Notes

n.1Mahāpratisarā (so sor ’brang ba chen mo, Toh 561). See The Great Amulet .

n.2The Great Amulet, 1.134.

n.3For further details and references, see Hidas 2010, especially note 72.

n.4Hidas 2021, p. 27, item 20(c) in Cambridge University Library Ms. Add. 1680.8.1. The dhāraṇī is also transmitted elsewhere; see pp. 150, 154, 232–33, and 235.

n.5The unique manuscript transmitting this text is currently being studied by Szántó for a forthcoming publication, Buddhism for Beginners II: The Mañjukīrti Corpus. The current location of the manuscript is not known with certainty. It was first seen and identified by Rāhula Sāṅkṛityāyana at Ngor Monastery; see Sāṅkṛityāyana 1935, p. 32. We are reading the text from the photographs kept at the Niedersächsische Staats- und Universitätsbibliothek, Göttingen, shelf number Xc 14/50; for the catalog entry, see Bandurski 1994, pp. 86–87. Little is known of the author; the manuscript is undated but was most likely copied in Magadha during the twelfth century. The dhāraṇī can be found on folio 7 verso within the context of installing caityas. A somewhat carelessly produced edition of the text has now been published in Dhīḥ: Journal of Rare Buddhist Texts Research Unit 62 (2022): 89–150. The dhāraṇī is on p. 103.

n.6Unpublished, incomplete manuscript, currently at National Archives Kathmandu, showcase 3/7, read from the microfilm images of the Nepal-German Manuscript Preservation Project, reel no. A 1165/7. Little is known of the author; the manuscript is undated but was probably copied in Bengal during the thirteenth century. No Tibetan translation is known. The dhāraṇī can be found on folios 33 recto–33 verso.

n.7byang chub kyi gzhung lam (Toh 3766). See folio 120.b for the dhāraṇī. This text heavily depends on Mañjukīrti.

n.8Note that there is a discrepancy among various databases for cataloging the Toh 944 version of this text within vol. 100 or 101 of the Degé Kangyur. See Toh 944, n.­8, for details.

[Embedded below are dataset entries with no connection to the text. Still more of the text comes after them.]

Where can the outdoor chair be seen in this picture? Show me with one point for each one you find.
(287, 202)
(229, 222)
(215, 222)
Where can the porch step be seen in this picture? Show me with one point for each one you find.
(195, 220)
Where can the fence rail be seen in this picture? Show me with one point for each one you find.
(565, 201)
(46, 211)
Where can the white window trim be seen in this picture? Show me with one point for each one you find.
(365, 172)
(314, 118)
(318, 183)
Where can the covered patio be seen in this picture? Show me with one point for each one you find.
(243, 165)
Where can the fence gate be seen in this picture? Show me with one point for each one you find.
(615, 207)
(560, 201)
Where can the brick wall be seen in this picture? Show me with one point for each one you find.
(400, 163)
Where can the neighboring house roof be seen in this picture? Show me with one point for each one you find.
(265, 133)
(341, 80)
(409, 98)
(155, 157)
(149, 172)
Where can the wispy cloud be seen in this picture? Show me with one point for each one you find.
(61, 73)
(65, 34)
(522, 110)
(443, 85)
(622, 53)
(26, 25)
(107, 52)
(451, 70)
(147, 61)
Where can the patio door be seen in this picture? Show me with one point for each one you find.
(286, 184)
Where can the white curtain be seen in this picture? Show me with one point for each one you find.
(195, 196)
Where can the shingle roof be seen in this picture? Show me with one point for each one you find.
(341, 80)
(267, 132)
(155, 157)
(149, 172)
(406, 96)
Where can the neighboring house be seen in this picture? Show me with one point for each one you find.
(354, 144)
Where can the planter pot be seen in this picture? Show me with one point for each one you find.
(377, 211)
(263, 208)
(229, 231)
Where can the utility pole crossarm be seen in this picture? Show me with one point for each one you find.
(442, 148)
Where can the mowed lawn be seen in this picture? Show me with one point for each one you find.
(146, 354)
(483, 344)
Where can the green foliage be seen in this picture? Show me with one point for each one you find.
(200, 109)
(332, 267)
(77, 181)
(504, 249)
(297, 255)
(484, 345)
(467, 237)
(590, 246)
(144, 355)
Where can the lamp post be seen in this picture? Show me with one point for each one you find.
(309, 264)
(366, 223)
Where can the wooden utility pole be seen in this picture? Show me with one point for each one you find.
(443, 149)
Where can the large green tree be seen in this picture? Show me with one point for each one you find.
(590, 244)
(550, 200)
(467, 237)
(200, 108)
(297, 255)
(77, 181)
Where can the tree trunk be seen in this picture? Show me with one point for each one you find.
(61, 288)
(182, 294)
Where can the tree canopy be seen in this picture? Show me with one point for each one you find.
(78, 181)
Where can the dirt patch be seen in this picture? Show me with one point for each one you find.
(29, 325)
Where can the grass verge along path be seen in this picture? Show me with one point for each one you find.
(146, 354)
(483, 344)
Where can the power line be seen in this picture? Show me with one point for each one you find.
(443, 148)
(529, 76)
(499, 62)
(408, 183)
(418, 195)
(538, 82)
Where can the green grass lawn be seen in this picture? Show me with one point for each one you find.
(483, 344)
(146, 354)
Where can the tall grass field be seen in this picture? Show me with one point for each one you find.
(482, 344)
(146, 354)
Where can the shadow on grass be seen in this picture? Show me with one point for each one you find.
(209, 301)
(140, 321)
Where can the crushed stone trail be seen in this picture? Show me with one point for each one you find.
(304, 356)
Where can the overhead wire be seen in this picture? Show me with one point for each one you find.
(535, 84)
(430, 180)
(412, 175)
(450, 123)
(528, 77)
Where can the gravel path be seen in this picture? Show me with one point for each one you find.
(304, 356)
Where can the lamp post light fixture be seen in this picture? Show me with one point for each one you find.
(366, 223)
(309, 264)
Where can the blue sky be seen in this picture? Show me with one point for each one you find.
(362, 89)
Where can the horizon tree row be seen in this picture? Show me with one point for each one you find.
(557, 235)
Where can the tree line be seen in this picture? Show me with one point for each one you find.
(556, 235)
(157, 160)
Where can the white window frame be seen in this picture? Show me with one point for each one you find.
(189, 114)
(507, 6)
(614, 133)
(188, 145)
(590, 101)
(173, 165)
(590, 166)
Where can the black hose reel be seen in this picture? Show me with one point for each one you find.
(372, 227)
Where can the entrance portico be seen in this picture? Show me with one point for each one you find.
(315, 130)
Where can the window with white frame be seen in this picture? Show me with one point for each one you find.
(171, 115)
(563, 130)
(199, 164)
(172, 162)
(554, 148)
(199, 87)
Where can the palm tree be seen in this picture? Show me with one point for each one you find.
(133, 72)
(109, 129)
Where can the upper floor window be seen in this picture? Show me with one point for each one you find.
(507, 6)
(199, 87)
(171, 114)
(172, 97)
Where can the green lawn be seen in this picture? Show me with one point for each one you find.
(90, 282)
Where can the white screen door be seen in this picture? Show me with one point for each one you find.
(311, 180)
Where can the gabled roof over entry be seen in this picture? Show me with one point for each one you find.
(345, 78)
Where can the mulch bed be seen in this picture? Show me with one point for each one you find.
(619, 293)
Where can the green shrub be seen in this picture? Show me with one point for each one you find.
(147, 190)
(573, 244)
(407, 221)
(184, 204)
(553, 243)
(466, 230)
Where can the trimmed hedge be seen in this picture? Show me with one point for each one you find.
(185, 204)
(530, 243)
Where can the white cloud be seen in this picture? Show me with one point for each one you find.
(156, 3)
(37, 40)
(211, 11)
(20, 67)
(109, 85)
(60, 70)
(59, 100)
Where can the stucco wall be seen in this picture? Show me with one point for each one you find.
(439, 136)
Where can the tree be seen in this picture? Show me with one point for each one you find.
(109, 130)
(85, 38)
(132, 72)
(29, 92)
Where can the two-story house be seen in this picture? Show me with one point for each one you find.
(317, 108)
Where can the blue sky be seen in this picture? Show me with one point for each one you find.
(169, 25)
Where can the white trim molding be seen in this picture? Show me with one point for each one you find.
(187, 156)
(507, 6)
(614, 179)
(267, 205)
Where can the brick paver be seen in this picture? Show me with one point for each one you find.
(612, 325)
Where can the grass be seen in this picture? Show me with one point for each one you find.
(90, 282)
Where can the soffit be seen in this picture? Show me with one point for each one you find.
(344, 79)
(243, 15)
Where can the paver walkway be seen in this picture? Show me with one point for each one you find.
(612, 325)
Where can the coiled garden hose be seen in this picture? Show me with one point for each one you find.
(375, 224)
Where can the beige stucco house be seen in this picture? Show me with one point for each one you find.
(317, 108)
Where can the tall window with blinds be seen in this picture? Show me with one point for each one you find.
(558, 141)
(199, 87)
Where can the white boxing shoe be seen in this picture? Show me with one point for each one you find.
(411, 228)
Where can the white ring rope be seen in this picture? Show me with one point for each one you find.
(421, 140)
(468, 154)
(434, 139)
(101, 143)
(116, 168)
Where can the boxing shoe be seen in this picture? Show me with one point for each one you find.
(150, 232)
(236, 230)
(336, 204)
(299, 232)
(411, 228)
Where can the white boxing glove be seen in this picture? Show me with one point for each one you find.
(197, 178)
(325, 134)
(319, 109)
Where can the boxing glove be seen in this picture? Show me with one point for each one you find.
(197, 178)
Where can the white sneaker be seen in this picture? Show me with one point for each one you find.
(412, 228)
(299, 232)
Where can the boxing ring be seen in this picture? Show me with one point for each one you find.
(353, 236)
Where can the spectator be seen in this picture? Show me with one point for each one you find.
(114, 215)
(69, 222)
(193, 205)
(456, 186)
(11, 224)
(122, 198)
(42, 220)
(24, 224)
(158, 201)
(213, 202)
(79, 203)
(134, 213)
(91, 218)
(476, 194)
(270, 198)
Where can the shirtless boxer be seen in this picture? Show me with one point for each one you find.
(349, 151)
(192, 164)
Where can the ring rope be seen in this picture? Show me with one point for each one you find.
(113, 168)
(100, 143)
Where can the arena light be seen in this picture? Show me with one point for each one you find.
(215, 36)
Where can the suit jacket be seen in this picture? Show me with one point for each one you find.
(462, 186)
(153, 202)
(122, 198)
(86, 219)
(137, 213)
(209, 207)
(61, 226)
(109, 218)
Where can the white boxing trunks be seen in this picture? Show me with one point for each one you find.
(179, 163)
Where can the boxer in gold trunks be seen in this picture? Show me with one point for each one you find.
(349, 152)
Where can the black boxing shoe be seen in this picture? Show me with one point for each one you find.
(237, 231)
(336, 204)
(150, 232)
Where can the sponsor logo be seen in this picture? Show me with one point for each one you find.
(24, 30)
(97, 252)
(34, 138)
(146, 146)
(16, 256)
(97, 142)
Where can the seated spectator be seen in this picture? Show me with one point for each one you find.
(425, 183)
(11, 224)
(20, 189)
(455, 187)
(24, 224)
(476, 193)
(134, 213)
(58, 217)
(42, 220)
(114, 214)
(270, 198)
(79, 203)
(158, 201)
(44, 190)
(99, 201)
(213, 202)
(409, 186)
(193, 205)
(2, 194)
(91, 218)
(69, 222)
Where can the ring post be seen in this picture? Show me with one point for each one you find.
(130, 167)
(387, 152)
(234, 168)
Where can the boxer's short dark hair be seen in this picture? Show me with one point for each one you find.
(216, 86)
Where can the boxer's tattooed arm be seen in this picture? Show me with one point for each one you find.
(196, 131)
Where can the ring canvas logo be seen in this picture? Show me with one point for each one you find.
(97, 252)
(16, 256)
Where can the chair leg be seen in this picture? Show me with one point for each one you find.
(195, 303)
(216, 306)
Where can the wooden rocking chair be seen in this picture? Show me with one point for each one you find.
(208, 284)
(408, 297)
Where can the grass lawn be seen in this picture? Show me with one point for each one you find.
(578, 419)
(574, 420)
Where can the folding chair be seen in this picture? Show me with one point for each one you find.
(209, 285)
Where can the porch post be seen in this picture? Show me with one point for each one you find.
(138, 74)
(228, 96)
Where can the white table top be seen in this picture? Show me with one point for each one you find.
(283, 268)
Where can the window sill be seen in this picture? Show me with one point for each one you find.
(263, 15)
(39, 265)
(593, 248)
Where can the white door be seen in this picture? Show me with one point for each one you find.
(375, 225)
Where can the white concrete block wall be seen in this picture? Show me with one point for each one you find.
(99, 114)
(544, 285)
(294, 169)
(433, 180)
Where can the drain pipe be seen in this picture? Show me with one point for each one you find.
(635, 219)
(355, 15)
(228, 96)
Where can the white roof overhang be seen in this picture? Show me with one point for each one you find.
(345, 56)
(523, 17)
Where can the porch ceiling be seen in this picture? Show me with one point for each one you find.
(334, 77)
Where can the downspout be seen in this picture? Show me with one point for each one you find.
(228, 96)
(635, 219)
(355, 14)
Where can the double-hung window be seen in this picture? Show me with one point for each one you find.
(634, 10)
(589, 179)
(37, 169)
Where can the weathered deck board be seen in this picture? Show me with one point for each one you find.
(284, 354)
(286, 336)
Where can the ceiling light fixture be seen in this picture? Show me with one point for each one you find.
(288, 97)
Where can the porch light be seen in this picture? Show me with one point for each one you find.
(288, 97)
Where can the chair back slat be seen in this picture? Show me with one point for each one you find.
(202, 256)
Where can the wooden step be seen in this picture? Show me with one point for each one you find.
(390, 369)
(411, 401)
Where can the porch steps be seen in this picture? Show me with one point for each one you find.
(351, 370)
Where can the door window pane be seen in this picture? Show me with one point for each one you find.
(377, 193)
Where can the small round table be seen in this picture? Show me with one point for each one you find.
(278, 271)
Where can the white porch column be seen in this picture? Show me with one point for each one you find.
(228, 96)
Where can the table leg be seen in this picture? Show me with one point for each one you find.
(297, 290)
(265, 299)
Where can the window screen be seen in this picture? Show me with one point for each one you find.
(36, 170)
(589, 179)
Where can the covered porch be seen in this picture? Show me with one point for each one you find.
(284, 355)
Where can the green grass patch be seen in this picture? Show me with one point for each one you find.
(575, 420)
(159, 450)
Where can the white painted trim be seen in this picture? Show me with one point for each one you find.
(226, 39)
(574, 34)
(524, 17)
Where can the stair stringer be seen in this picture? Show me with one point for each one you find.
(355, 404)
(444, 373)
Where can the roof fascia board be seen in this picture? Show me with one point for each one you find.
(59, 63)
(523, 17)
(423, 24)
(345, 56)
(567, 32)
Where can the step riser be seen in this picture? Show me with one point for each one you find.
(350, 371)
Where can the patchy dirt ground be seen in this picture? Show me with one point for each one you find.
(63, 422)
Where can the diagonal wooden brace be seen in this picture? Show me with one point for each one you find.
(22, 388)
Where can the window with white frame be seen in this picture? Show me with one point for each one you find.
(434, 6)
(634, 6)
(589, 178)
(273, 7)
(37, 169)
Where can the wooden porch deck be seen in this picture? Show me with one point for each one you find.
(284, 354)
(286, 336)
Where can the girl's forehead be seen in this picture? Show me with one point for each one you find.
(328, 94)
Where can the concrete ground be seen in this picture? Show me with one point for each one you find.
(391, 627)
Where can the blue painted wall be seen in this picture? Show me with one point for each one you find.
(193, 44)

n.9This word is omitted in Mañjukīrti.

n.10A tentative translation is as follows: “Homage to all buddhas whose teaching is unopposed. Oṁ O Amulet holder, O One with a Vajra, O Great Amulet hūṃ hūṃ phaṭ phaṭ svāhā.”

n.11Instead of what we translate here as “to uphold” to capture the ambiguity of the original, Tatakaragupta, when discussing a similar dhāraṇī said to encapsulate The Perfection of Wisdom in One Hundred Thousand Lines (see The Dhāraṇī of “The Perfection of Wisdom in One Hundred Thousand Lines ,” Toh 576/932), is more explicit when he replaces the verb with kaṇṭhasthīkṛ (“to place it in one’s throat”), which is the Sanskrit idiom for “to learn by heart.” He also spells out the benefit as the “meritorious karmic fruit” (puṇyaphala) of memorizing the parent text. This sentence is then followed by a fascinating short discussion, which merits to be quoted in full: “Surely, this is an exaggeration! No, one should not say this. For countless thus-gone ones have empowered this dhāraṇī to serve as a method for gaining the equipment of merit for women, immature people, and simpletons, as well as for learned people whose minds are confused, just like the pole of a snake charmer[, which is preprepared by the expert snake charmer to be effective even when he is no longer present,] for removing poison; however, it is not a method for gaining the knowledge conveyed by The [Perfection of Wisdom in] One Hundred Thousand Lines. This should be understood to apply in other cases [i.e., where the text is abbreviated into a dhāraṇī] as well” (nanv atyuktir eveti. na caitad vaktavyam. yataḥ strībālamūrkhān paryākuli­tamatīn paṇḍitān praty api puṇya­saṃbhāra­sādhana­tvenāsaṃ­khyeya­tathāgatair adhiṣṭhi­teyaṃ dhāriṇī, yathā viṣahara­tvena gāruḍikaṃ stambhaḥ; na tu lakṣāprati­pāditajñāna­sādhana­tvena. evam anyatrāpi boddhavyaḥ). In his note to this dhāraṇī, he reiterates the point about “to uphold” meaning “to memorize” and promises as the reward the fruit of reciting the text (pāṭhaphala).